Pero hay más que esto, no se trata sólo de que no podamos hacerlo, sino de cual es nuestra responsabilidad como seres humanos. Después de la última conflagración mundial, los hombres más importantes y las mentes más lúcidas de nuestro mundo nos hablaron muy claramente del peligro de los nacionalismos de todo tipo y abogaron por un nuevo orden mundial en el que, más allá de las lenguas y de los conceptos de patria o de raza, fuéramos avanzando hacia una nueva realidad que debería ir dirigida al establecimiento de una unidad entre todos los pueblos que permitiera un gobierno mundial. Así nos lo dijo Jacques Delors, uno de los grandes impulsores de la Unión Europea: "La ONU debe ir hacia un gobierno mundial." O Albert Einstein, el famoso físico: “Un mundo unido o nada." “Estoy firmemente convencido de que la mayoría de los pueblos del mundo prefieren vivir en Paz y en seguridad [...]. El deseo de paz de la humanidad sólo puede convertirse en realidad mediante la creación de un gobierno mundial”. Todo nos invita a recordar a nuestros clásicos. Sócrates: "No soy ni de Atenas ni de Corinto, soy un ciudadano del mundo." O Séneca: “No nací en un rincón remoto: mi patria es el mundo entero”. O Erasmo de Rotterdam: "Quiero ser llamado ciudadano del mundo”.
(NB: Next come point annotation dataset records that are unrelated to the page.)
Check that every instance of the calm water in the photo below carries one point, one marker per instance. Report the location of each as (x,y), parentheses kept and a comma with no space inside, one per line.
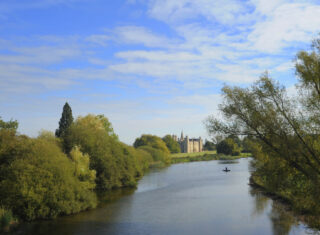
(189,198)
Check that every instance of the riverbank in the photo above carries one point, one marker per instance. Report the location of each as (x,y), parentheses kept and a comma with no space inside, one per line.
(166,199)
(193,157)
(313,221)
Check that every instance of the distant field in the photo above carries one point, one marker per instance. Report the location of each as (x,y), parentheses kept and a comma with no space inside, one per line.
(177,155)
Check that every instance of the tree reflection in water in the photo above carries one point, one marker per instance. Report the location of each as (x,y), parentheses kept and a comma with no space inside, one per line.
(281,219)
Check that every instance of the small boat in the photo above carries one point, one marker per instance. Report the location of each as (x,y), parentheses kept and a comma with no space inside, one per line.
(226,170)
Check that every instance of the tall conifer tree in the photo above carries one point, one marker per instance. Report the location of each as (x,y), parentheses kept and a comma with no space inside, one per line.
(65,121)
(63,131)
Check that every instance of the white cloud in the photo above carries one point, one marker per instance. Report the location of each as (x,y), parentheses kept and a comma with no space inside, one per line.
(141,35)
(223,11)
(99,39)
(287,24)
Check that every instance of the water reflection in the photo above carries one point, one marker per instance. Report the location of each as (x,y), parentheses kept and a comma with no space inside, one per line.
(190,198)
(228,161)
(282,220)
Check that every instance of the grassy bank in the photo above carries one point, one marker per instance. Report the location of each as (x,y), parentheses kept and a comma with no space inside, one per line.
(204,156)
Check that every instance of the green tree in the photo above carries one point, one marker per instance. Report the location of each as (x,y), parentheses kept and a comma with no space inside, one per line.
(228,147)
(43,178)
(285,130)
(209,146)
(11,125)
(152,141)
(64,124)
(116,164)
(172,145)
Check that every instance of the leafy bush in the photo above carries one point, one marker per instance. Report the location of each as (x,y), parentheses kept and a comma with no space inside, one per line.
(172,145)
(157,155)
(228,147)
(152,141)
(37,180)
(6,218)
(116,164)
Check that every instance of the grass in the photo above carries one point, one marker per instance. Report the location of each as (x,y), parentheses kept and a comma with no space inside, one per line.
(204,156)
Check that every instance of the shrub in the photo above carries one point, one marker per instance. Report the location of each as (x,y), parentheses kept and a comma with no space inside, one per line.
(40,181)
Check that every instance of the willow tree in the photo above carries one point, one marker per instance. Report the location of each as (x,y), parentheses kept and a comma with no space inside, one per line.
(286,128)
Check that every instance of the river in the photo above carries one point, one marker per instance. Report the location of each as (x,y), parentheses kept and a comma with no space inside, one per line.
(188,198)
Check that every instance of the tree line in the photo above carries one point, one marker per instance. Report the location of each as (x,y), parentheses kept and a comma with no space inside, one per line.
(283,131)
(60,173)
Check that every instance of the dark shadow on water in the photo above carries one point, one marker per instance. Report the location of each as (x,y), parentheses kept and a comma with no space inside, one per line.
(228,161)
(282,220)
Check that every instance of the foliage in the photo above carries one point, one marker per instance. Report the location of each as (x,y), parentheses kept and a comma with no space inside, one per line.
(64,125)
(172,145)
(228,147)
(157,154)
(152,141)
(284,131)
(42,178)
(6,218)
(11,125)
(206,157)
(116,164)
(209,146)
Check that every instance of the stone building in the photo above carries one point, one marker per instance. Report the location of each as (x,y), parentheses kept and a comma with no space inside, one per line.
(189,145)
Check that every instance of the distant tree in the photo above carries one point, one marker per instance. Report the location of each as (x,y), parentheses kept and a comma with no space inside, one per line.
(64,125)
(172,145)
(65,120)
(228,147)
(152,141)
(11,125)
(209,145)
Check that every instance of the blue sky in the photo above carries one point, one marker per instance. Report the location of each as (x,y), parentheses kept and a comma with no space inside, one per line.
(150,66)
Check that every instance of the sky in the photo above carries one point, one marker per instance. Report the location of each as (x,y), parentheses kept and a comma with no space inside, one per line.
(150,66)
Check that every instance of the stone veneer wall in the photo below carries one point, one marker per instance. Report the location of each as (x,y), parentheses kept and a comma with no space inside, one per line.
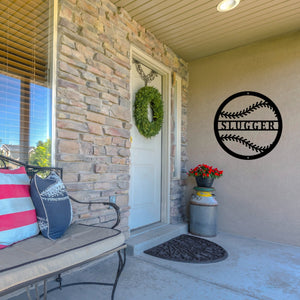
(94,108)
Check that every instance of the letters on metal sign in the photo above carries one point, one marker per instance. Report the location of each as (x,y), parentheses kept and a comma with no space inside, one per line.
(248,125)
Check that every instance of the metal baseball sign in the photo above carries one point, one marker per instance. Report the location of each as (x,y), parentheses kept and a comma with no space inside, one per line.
(248,125)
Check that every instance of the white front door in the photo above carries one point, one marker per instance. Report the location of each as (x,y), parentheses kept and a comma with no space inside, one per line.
(145,182)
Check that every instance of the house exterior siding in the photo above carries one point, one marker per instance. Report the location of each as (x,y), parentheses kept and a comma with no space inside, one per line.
(93,104)
(257,198)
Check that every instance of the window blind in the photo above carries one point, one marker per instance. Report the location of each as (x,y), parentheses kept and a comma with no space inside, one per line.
(25,98)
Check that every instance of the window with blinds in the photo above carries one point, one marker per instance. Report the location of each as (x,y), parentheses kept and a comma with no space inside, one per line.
(25,93)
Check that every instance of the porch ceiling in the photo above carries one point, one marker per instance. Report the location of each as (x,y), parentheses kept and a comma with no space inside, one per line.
(194,28)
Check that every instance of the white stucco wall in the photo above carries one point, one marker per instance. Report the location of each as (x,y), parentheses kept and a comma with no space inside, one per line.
(258,198)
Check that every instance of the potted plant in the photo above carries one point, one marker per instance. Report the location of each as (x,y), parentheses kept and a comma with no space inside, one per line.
(205,174)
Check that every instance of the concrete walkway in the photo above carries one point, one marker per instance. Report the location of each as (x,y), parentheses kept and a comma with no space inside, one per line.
(253,270)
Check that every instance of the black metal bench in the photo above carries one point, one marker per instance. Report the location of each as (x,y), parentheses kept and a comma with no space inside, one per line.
(20,267)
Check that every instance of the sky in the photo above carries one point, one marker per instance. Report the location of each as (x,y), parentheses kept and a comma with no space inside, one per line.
(40,112)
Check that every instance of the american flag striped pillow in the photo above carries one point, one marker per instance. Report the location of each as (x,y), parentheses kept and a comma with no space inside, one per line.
(17,213)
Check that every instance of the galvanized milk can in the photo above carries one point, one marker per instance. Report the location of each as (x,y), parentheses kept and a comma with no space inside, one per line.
(203,212)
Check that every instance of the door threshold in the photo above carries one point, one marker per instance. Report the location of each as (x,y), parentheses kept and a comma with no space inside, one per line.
(143,229)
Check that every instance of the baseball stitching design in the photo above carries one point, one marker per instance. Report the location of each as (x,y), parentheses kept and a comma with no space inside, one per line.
(247,111)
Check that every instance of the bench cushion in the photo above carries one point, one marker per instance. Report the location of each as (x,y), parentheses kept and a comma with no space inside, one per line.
(17,214)
(38,257)
(52,204)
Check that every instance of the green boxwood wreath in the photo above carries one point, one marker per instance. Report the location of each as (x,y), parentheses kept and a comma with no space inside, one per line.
(145,96)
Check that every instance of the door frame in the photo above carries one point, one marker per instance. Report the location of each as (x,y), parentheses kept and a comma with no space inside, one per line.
(165,72)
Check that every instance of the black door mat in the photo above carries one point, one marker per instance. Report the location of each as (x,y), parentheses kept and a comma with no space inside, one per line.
(190,249)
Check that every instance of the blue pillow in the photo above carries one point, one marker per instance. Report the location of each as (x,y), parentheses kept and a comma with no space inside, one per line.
(52,204)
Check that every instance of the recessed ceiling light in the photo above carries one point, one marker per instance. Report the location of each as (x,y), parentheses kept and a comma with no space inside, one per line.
(227,5)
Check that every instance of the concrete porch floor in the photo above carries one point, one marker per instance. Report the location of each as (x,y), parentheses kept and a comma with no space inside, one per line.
(254,269)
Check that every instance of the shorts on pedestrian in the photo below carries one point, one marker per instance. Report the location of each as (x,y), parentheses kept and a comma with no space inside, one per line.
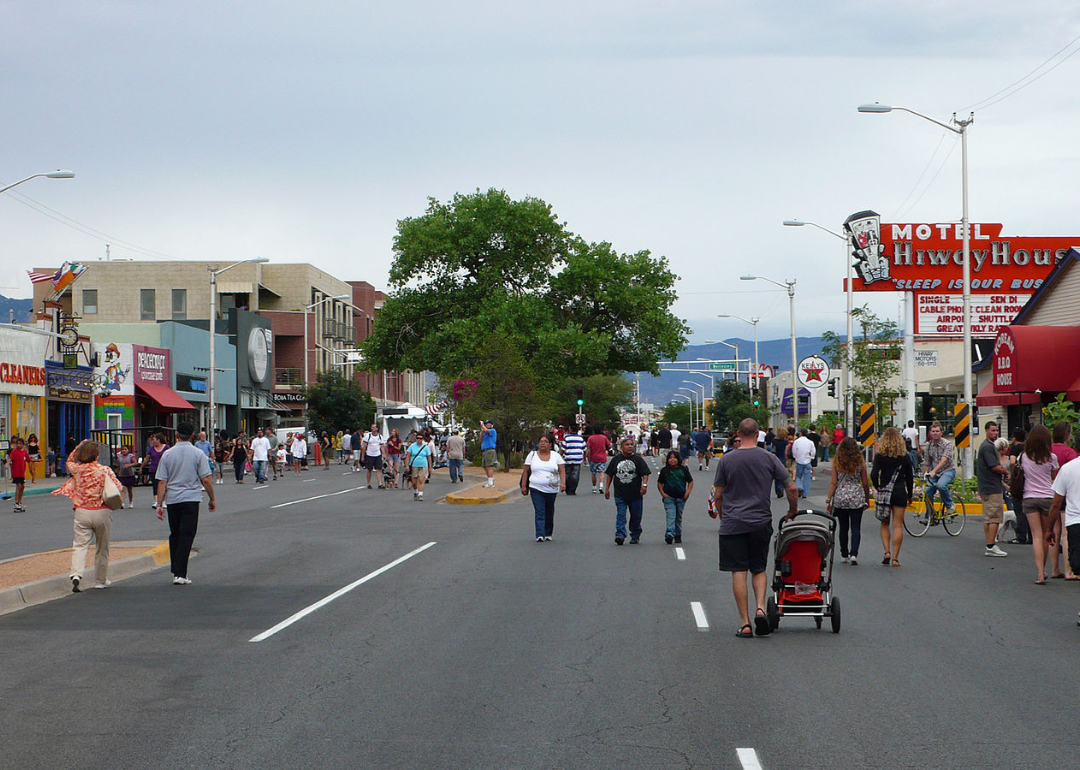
(1037,504)
(745,552)
(994,509)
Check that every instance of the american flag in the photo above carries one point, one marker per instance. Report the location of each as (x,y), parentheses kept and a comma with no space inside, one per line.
(41,278)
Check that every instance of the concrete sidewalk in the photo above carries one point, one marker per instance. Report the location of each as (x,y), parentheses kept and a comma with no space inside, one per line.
(42,577)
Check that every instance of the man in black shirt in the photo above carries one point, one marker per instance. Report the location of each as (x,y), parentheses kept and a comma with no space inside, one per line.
(630,475)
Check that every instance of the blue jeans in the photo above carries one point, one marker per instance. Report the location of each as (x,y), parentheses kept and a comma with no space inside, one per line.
(620,517)
(941,484)
(673,507)
(543,505)
(802,477)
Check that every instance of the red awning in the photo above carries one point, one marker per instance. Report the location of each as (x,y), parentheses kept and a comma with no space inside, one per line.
(166,399)
(987,396)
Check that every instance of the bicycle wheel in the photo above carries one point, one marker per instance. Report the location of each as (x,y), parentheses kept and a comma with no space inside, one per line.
(916,523)
(954,522)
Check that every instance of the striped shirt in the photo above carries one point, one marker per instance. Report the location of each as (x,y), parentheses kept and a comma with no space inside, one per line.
(574,446)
¿Qué trascendencia tiene todo esto en nuestra actual situación política y social? Su transcendencia estriba en situarnos en el marco adecuado para establecer nuestras prioridades. El problema no está en los conceptos de patria, religión o raza, sino en el mal uso que hemos hecho de ellos. Se han usado y se están todavía usando para acentuar nuestras divisiones y profundizar en ellas. Ya no los situamos en el ámbito de nuestros afectos y características personales, sino que hacemos de ellos bandera para excluir a los que no son como nosotros. Convertimos lo afectivo en político. Ponemos nuestros intereses personales por encima de nuestros deberes de respeto, amor y solidaridad hacia los demás. Cristo acentuó, como principio de acción humana el amor a los demás, una palabra que Einstein interpretó de esta manera: “Vivimos en el mundo cuando amamos. Sólo una vida vivida para los demás merece la pena ser vivida". Si este principio de solidaridad entre todos los hombres no lo tenemos claro, esto significa que no hemos entendido el evangelio ni lo que implica ser persona humana. Recordar la frase de Montesquieu nos hará bien: “Soy un Hombre antes de ser francés porque soy necesariamente Hombre, y solo soy francés por azar."

Todo nos invita a salir de nuestros escondrijos y a implicarnos en la aventura de la vida con todos los demás. No hay que renunciar a nada. Abrirnos a los demás no implica ser infieles a nuestras convicciones. Es bueno que las tengamos. Pero no han de ser refugios desde los cuales disparar a los demás, como a menudo hacemos, incluso en el ámbito religioso, sino casas abiertas a la hospitalidad, a la relación y a la colaboración. Nos une nuestra humanidad que ha de estar por encima de cualquier otra consideración: patria, lengua, raza o religión. Cada uno en su mundo es llamado a construir puentes y abrir corazones. Ninguno tiene todas las respuestas en este mundo en el que hemos nacido y hemos edificado nuestra vida. Sólo un exquisito respeto mutuo y una actitud de apertura a los demás nos dará la posibilidad de acceder a una vida más digna y encontrar caminos de reconciliación de todos para con todos.

En la Declaración Universal de Derechos Humanos tenemos una frase muy hermosa que nos ha de hacer pensar: “Toda persona tiene derecho a que se establezca un orden social internacional en el que los derechos y libertades proclamados en esta Declaración se hagan plenamente efectivos” (Art. 28). Es un artículo sin estrenar.